According to sophomore Jessica Xu, whose rock-snatching, spiky “Cactus-bot” made it all the way to the semifinals, the hands-on experience of 2.007 has aided her in steering toward a mechanically-oriented career.
This is my first experience ever even thinking of building a robot. I started the class googling, ‘What are mechanisms that robots even do?’ Because I wasn’t even sure what the possibilities were. I came into college wanting to do something that applies to health care. Now I’m hoping to concentrate in medical devices, applying the mechanical side. I’m excited to see what it could be.
Jessica Xu, Sophomore, MIT
Finally, it was a robust, motor-heavy bot called Rocky that ate up the rocks “like Cookie Monster,” as Winter stated to the raucous crowd, that won the prize. According to sophomore Sam Ubellacker who designed Rocky, it could have been the drive train of the bot that made the real difference. Although a majority of the students included a pair of motors in their drive trains, Ubellacker selected four, so as to traverse twice as fast as his competitors—an 11th-hour decision that eventually paid off.

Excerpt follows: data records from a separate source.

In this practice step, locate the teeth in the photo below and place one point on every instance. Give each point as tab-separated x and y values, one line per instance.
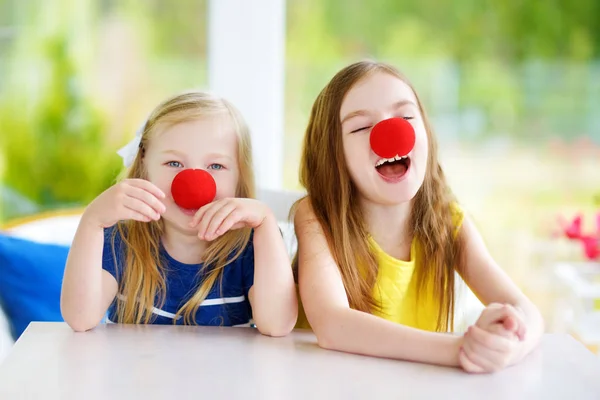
395	158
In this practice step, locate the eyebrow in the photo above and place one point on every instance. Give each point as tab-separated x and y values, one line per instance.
357	113
181	155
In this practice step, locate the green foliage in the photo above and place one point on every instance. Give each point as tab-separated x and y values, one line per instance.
51	133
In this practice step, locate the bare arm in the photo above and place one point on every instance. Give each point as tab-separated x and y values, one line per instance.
491	284
337	326
273	295
87	289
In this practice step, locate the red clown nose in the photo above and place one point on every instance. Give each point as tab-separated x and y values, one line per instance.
193	188
392	137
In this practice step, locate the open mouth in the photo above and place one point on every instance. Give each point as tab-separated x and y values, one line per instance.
188	211
393	169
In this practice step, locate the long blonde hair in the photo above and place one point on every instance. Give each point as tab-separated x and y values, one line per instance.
143	275
334	200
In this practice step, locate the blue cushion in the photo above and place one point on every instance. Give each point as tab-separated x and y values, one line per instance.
30	280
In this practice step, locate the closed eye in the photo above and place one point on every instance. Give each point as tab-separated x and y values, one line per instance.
216	167
174	164
361	129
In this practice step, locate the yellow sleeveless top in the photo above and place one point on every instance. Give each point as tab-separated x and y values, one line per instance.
395	289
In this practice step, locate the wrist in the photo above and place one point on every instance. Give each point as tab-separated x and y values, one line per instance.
89	221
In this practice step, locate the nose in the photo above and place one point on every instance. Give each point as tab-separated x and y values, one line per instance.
193	188
392	137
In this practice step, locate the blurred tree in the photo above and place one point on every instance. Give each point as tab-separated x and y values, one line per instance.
51	133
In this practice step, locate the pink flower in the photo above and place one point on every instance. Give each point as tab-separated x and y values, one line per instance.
591	247
573	230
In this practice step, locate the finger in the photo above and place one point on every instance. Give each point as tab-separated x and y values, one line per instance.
472	353
469	365
492	315
207	217
489	340
140	207
136	216
146	197
199	216
510	324
147	186
228	212
233	221
516	321
498	329
520	321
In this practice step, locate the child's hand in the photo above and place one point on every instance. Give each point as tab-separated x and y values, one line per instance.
216	218
493	342
135	199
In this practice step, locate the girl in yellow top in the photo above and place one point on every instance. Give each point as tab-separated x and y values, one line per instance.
381	237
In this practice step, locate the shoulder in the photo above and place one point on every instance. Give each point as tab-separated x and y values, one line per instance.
305	219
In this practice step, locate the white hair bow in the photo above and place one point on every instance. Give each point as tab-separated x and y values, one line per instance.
130	150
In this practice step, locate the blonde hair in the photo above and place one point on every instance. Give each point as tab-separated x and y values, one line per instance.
143	275
333	198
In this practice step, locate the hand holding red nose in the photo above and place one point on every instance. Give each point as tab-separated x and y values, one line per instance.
193	188
392	137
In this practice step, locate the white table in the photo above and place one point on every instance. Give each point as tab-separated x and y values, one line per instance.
164	362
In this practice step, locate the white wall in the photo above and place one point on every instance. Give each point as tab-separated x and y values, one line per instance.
246	56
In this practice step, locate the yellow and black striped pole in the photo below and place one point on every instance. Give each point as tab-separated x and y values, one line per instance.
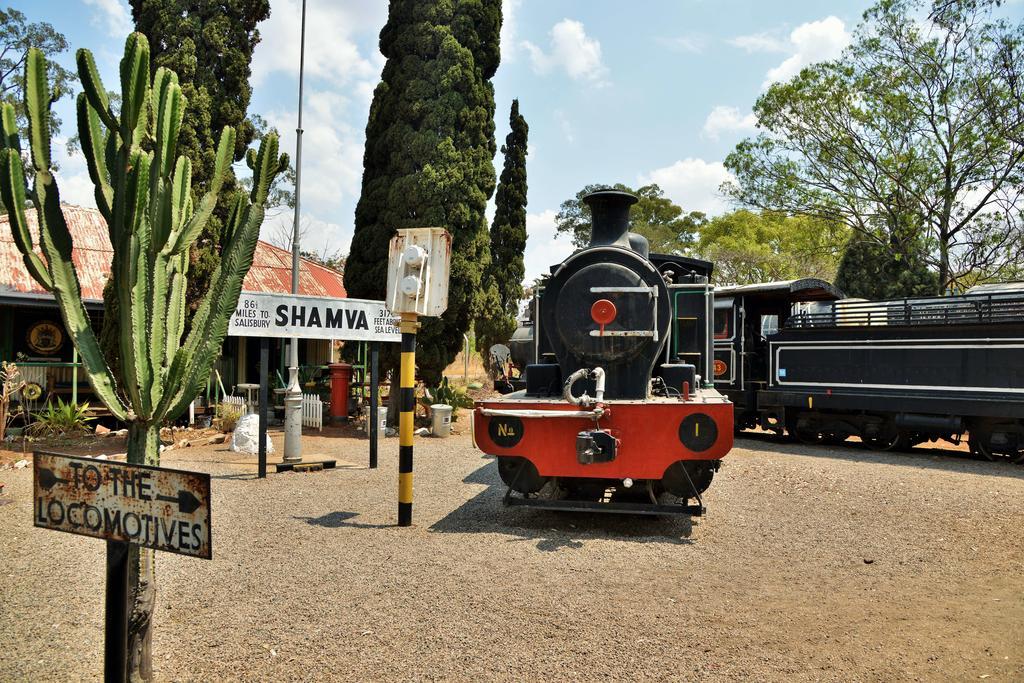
407	409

“I pretty much redesigned my entire robot the week before this competition, because I realized my other one wasn’t going to score any points,” stated Ubellacker, who incidentally has kept up the family tradition—in 2011, his brother Wyatt won the first prize. “I’ve probably worked about 100 hours this week on this robot. I’m just glad that it worked out.”
Ubellacker credits his success, and all the knowledge he has gained across the semester, to each expert behind 2.007.
“I didn’t know much about machining going in,” stated Ubellacker. “Interacting with the machinists and the staff will be my most memorable experiences. They’re all really cool people, and they shared all this knowledge with me. This was all really great.”